Students in Cardiff with part-time jobs are gearing up for lay offs
With no adequate alternatives, students who work part-time are fearing potential job losses as new restrictions get imposed.
Students are left uncertain about their part-time jobs as the Welsh government imposes the rule of six across the country.
Cardiff is one of the most populated student cities in all of the UK. According to stats, students here also earn more from part-time work than the average UK student.
“I arrived in this city in September this year, and has started looking for a job within the first few weeks of being here. The last 3 months went by smoothly because I work in this bar, but this place is already overstaffed so I don’t know when I will wake up to the news of not being needed here anymore”, said Malaka, an international student who works at a bar in High Street.
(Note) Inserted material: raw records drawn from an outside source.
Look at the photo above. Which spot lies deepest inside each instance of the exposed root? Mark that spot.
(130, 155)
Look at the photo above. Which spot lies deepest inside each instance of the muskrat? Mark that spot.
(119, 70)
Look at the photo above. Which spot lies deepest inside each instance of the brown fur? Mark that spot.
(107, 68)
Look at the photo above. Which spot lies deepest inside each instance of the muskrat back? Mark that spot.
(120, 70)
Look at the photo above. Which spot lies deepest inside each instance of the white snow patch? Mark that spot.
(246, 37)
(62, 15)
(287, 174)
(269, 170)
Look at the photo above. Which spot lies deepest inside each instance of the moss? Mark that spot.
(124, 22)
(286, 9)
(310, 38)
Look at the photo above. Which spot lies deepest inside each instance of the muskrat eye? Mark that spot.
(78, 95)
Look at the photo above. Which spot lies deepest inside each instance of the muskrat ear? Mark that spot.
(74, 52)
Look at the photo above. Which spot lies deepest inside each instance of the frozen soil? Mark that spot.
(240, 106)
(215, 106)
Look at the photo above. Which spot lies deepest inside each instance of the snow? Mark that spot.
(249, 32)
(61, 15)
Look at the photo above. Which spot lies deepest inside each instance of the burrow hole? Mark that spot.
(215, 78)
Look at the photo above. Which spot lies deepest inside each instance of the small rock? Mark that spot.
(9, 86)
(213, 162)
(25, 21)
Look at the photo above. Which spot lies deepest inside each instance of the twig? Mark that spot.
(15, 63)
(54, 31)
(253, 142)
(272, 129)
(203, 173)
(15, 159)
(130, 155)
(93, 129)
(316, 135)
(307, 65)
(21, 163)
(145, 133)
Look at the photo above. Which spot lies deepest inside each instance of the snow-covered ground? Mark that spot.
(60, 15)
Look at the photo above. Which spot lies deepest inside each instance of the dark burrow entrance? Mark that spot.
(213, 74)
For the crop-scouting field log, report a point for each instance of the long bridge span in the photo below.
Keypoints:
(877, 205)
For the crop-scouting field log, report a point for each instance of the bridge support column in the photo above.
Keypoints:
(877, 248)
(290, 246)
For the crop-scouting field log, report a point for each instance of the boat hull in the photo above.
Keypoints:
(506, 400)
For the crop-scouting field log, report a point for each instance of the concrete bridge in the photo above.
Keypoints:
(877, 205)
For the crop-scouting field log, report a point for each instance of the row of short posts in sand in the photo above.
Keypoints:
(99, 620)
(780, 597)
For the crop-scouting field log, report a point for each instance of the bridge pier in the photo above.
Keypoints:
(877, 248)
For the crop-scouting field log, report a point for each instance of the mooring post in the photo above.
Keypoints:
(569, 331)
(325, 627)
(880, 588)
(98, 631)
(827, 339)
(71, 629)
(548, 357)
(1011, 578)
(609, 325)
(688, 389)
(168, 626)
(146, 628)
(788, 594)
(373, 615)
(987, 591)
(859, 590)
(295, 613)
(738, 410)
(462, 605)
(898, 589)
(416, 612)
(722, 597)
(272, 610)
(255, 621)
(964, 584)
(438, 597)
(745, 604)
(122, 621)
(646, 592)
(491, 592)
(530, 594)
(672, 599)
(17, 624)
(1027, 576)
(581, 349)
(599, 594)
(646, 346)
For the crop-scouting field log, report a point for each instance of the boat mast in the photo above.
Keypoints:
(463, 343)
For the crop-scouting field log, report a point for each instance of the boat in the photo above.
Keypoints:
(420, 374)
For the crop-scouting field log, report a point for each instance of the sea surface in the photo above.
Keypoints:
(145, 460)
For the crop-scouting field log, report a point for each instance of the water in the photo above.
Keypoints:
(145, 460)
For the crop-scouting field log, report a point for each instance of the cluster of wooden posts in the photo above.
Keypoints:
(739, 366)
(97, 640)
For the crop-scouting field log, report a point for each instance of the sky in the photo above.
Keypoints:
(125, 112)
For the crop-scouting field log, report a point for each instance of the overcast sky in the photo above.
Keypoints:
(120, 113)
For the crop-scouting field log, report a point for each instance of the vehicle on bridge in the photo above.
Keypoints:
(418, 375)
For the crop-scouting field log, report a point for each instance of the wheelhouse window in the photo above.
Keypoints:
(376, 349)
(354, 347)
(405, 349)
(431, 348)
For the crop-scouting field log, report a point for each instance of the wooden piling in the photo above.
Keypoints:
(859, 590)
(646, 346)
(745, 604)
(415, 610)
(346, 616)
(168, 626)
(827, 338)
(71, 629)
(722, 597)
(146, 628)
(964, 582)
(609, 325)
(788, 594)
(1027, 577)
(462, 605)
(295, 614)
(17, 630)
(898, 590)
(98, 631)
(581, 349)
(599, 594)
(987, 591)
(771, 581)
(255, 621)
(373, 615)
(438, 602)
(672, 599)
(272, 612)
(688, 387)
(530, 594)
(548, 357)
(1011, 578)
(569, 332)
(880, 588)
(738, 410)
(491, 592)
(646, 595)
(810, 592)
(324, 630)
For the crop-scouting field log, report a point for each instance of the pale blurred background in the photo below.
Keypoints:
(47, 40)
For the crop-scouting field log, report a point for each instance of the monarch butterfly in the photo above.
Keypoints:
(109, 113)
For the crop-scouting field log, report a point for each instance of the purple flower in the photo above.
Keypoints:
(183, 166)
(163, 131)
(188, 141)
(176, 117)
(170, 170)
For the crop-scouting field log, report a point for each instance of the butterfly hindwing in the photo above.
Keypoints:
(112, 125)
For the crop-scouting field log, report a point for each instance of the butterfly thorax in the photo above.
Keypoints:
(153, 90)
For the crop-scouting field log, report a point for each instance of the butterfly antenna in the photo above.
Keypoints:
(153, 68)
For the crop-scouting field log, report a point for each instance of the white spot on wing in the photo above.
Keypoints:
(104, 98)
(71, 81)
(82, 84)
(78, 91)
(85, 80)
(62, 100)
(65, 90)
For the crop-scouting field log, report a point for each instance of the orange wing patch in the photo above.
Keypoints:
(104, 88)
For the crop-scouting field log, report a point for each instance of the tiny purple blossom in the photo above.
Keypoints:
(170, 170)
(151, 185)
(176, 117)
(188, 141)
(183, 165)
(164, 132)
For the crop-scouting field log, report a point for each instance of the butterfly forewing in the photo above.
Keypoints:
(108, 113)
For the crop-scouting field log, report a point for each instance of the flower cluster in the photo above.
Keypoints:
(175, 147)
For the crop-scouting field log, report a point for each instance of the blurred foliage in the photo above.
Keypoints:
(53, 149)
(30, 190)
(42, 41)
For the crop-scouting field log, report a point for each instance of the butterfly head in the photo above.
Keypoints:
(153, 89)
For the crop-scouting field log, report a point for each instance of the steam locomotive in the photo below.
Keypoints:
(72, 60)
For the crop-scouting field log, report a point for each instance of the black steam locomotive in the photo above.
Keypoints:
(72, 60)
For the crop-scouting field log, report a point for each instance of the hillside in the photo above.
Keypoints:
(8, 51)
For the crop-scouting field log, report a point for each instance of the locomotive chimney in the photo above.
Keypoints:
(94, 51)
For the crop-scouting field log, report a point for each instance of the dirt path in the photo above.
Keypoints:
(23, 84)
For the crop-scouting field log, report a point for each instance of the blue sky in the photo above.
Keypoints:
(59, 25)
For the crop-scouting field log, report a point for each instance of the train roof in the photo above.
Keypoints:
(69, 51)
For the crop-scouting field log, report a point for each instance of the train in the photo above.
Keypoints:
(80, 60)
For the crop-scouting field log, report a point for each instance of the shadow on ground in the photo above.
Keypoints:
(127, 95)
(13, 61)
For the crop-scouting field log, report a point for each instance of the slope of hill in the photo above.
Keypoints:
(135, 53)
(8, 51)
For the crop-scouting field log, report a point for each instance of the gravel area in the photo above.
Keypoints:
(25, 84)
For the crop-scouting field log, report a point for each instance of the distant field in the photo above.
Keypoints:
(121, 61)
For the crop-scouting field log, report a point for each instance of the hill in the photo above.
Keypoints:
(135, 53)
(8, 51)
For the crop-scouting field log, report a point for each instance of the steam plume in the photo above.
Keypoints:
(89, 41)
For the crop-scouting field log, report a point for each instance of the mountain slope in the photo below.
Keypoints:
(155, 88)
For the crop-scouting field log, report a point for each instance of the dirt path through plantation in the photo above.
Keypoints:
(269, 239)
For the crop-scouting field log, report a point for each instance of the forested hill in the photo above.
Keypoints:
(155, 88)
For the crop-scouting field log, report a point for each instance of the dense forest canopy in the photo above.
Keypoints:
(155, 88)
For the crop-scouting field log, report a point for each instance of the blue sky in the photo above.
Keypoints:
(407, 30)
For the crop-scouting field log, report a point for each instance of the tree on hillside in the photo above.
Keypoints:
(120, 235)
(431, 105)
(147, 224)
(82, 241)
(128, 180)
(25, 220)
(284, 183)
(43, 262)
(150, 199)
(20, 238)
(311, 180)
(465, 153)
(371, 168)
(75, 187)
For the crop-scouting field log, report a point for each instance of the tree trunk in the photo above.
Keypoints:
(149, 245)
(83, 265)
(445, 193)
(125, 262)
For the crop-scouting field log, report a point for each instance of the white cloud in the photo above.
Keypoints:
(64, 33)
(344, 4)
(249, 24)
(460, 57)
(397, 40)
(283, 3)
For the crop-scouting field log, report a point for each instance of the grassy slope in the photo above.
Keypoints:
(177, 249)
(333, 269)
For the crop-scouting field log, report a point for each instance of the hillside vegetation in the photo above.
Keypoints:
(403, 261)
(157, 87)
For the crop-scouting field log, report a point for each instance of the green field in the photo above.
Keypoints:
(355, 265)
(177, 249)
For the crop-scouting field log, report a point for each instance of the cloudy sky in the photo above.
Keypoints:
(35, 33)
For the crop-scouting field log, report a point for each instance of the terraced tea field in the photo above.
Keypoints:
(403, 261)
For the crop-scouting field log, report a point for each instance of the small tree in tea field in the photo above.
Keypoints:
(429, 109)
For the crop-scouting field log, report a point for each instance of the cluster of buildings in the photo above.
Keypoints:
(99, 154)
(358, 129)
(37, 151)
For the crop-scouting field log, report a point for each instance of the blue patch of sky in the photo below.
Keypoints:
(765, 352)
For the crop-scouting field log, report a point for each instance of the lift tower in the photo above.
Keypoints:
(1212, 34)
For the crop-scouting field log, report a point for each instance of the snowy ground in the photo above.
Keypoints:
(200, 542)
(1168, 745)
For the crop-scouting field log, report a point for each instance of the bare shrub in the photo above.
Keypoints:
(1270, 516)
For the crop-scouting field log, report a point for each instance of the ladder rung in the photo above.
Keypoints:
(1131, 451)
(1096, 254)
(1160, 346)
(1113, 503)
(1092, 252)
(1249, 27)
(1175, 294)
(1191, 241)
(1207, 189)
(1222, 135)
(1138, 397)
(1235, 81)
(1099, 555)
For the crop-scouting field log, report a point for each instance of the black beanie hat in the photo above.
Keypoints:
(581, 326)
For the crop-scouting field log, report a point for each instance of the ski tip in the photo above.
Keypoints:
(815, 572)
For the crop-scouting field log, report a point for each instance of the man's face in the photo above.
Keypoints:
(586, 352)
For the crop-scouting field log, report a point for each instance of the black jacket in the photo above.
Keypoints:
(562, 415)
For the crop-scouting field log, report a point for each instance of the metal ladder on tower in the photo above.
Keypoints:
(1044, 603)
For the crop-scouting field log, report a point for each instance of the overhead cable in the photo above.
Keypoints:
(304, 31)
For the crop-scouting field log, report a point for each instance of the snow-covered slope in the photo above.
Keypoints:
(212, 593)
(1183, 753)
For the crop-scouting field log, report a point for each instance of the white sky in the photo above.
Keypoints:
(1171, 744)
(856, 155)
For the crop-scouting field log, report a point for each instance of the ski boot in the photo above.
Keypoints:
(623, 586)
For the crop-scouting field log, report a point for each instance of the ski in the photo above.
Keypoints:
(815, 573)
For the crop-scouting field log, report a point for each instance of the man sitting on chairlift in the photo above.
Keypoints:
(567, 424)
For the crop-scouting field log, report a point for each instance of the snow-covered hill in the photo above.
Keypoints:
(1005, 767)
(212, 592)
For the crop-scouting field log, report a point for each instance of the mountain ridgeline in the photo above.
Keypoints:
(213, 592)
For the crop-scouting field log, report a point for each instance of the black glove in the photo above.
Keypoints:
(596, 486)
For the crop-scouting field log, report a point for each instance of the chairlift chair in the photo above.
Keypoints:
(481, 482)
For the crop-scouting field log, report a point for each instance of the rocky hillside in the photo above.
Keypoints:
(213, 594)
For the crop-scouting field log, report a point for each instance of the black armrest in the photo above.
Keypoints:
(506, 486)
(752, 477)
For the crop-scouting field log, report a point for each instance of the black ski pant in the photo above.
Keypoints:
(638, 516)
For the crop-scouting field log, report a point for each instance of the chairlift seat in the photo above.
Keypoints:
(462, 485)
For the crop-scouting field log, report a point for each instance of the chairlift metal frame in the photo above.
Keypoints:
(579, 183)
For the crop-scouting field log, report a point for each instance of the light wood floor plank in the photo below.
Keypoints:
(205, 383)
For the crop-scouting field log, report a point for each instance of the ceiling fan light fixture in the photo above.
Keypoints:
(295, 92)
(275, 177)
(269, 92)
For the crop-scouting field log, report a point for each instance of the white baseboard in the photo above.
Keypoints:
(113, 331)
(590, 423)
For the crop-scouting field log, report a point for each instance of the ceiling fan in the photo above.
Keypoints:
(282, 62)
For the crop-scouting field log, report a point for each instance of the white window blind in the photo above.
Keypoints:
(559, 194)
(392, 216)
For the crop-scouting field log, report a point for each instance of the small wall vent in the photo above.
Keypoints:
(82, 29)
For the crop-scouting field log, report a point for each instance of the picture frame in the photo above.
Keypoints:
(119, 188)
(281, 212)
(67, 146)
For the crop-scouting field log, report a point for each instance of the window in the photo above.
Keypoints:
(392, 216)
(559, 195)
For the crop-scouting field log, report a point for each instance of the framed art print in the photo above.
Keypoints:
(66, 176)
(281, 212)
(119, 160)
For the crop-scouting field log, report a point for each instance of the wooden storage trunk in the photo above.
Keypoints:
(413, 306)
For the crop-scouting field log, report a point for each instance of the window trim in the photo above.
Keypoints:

Most of these students fall within the age bracket of 18 – 25 years who look after costings such as their accommodation, food, and other necessities . A considerable section of the student population also comprises international students who depend on part-time job opportunities for meeting their living costs.
The government also issued that starting from 27 December, a two-metre social distancing rule will be mandatory in eateries to protect customers and the staff. Many offices and other large bookings are cancelling their reservations in the wake of these restrictions, while others are choosing not to step out as a way to keep safe.
As a result, restaurant and pub owners are considering reducing their staff. “I have a hardworking bunch of lads working here. I think 95% of our staff is just college students who work part-time. The new rules are going to affect our business and with fewer people coming out to dine, we won’t need so many people employed. It is tough for us but we are compelled”, said Cornell Smith, manager of a restro-bar in the city centre.
Even though shops and retails have been allowed to remain open, but with limited capacity. Thus, students working in these sectors are also set to undergo the same challenges.
“I had been shopping for the holiday season for some time, mostly gifts that I will be sending home. At this moment, all I can see is that I’m going to end up broke. My parents in Sri Lanka are funding my tuition expenses, so asking them for additional money will be challenging,” said an undergrad student of Cardiff University , who wished to remain anonymous.
Several business owners are trying to hold onto a ray of hope and promising students that they will be re-offered their job once the situation gets better.